In general, when doing hypothesis testing, we want to claim that the concerned statistic is different between the two population. Hence we assume as our null hypothesis that there is no difference in the two population and the alternative hypothesis that there is a difference between the two populations which we want to claim. According to me, this is similar to "proof by contradiction" in mathematics.

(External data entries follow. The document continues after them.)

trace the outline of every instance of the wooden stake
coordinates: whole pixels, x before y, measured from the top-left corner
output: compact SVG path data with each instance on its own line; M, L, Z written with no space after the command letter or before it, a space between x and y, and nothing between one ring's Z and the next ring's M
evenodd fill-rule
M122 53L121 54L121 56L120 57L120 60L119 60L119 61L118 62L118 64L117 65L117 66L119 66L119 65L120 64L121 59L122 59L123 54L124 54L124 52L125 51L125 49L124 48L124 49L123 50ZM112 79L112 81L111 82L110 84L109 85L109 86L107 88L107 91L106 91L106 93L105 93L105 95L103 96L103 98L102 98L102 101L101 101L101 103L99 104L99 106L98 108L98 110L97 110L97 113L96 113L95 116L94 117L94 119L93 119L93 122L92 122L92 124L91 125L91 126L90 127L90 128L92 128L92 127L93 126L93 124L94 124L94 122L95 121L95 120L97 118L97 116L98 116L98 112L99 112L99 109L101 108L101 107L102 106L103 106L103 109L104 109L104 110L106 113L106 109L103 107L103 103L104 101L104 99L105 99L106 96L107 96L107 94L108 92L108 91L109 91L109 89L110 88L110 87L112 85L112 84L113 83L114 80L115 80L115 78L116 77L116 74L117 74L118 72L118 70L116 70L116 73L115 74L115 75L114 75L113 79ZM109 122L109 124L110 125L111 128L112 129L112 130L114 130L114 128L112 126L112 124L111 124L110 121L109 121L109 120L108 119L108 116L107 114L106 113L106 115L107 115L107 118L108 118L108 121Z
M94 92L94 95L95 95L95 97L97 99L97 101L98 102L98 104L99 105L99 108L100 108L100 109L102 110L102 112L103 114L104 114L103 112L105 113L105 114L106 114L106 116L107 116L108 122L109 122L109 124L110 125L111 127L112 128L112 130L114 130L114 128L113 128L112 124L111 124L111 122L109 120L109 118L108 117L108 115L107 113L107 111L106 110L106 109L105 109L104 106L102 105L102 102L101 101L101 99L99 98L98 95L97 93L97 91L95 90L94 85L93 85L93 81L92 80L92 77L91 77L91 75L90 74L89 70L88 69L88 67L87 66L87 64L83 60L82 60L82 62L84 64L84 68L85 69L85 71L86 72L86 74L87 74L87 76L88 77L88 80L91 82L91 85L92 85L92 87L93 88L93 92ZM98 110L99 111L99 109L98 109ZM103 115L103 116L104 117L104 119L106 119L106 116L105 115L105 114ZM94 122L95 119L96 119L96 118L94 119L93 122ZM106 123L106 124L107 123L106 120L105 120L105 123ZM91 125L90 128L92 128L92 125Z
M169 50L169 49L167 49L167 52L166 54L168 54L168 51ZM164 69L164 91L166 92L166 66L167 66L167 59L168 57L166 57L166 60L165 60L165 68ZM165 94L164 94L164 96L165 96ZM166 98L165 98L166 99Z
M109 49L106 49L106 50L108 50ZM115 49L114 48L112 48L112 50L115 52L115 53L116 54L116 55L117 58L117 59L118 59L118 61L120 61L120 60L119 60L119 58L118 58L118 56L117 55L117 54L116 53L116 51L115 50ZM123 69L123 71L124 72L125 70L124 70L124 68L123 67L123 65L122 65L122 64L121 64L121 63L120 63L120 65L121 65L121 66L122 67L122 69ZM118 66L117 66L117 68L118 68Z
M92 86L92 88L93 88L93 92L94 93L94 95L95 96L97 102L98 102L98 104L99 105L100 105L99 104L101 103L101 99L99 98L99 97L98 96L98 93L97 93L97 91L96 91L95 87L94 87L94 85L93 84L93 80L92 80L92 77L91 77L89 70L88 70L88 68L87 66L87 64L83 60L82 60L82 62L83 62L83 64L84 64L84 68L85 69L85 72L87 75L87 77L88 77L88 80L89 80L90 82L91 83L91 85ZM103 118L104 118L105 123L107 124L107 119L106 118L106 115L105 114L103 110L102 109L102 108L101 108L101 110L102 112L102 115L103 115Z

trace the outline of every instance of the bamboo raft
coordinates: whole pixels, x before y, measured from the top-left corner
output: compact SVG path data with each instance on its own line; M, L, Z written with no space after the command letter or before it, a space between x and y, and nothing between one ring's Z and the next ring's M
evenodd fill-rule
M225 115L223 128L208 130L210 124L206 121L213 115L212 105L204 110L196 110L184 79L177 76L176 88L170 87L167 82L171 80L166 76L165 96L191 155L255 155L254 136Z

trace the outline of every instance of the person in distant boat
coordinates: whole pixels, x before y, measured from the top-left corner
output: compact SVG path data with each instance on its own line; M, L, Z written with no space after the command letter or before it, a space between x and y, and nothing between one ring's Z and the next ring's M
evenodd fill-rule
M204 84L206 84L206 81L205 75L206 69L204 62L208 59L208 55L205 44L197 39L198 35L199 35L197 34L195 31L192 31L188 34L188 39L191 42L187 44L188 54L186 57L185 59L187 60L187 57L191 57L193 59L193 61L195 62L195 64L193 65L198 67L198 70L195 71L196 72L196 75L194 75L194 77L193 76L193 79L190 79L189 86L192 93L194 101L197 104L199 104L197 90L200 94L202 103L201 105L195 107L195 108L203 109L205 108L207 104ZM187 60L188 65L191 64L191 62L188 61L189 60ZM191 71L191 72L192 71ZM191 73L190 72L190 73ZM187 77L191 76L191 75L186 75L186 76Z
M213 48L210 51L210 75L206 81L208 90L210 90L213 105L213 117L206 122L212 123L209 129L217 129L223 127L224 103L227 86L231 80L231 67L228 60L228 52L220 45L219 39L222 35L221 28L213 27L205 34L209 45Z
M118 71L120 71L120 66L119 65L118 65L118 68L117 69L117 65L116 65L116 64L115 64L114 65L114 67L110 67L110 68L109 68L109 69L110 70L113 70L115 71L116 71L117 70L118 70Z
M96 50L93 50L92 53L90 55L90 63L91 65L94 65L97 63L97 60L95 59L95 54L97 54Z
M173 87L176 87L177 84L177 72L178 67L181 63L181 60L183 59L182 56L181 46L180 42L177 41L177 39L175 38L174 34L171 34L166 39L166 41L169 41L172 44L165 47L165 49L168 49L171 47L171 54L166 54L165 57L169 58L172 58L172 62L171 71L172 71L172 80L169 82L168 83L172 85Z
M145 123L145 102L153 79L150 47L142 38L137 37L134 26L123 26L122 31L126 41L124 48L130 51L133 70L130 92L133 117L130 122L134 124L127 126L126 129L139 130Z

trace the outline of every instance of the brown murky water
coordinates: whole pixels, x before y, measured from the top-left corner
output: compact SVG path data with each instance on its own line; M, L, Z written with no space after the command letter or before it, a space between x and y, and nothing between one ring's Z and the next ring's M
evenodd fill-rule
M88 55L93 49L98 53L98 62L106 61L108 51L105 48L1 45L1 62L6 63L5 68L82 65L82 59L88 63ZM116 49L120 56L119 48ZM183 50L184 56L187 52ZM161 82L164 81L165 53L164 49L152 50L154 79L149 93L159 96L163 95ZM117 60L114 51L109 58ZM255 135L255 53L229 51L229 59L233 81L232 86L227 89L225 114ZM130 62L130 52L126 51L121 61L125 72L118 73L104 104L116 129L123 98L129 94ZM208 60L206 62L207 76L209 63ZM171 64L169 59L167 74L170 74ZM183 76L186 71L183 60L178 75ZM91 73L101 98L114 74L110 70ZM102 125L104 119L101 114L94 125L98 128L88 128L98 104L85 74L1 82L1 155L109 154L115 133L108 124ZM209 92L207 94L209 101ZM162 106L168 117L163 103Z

But what if my aim is to claim that the two populations are similar. Let us say that I want to show that my model is correct, and to show this I am claiming that the my model data and experimental data are similar. In this case, if I want to do hypothesis testing, I cannot (or should not) assume that my null hypothesis is that there is no difference in populations. Because it will be akin to "proof by assumption" which is not permitted in mathematics. And if I do not assume that my null hypothesis is "no difference in populations", then my null distribution won't come out to be the conventional distributions like normal, t distribution, chi-square etc. and I won't be able to perform the standardized tests.
And even if I assume my null hypothesis to be no difference in the populations. Then by choosing a lesser alpha value like 0.05, I am making very easy for my claim to pass the test. The probability of my claim will pass the test will be 95%. So should my methodology be to assume the "conventional" null hypothesis of no difference but then choose a high alpha value like 0.95 for testing my claim. Is this a correct way to think about this or are there other standard ways when the aim is to claim that there is no difference in the populations.
There should be some standard way to tackle this but I think I lack the terminology to search for the relevant information.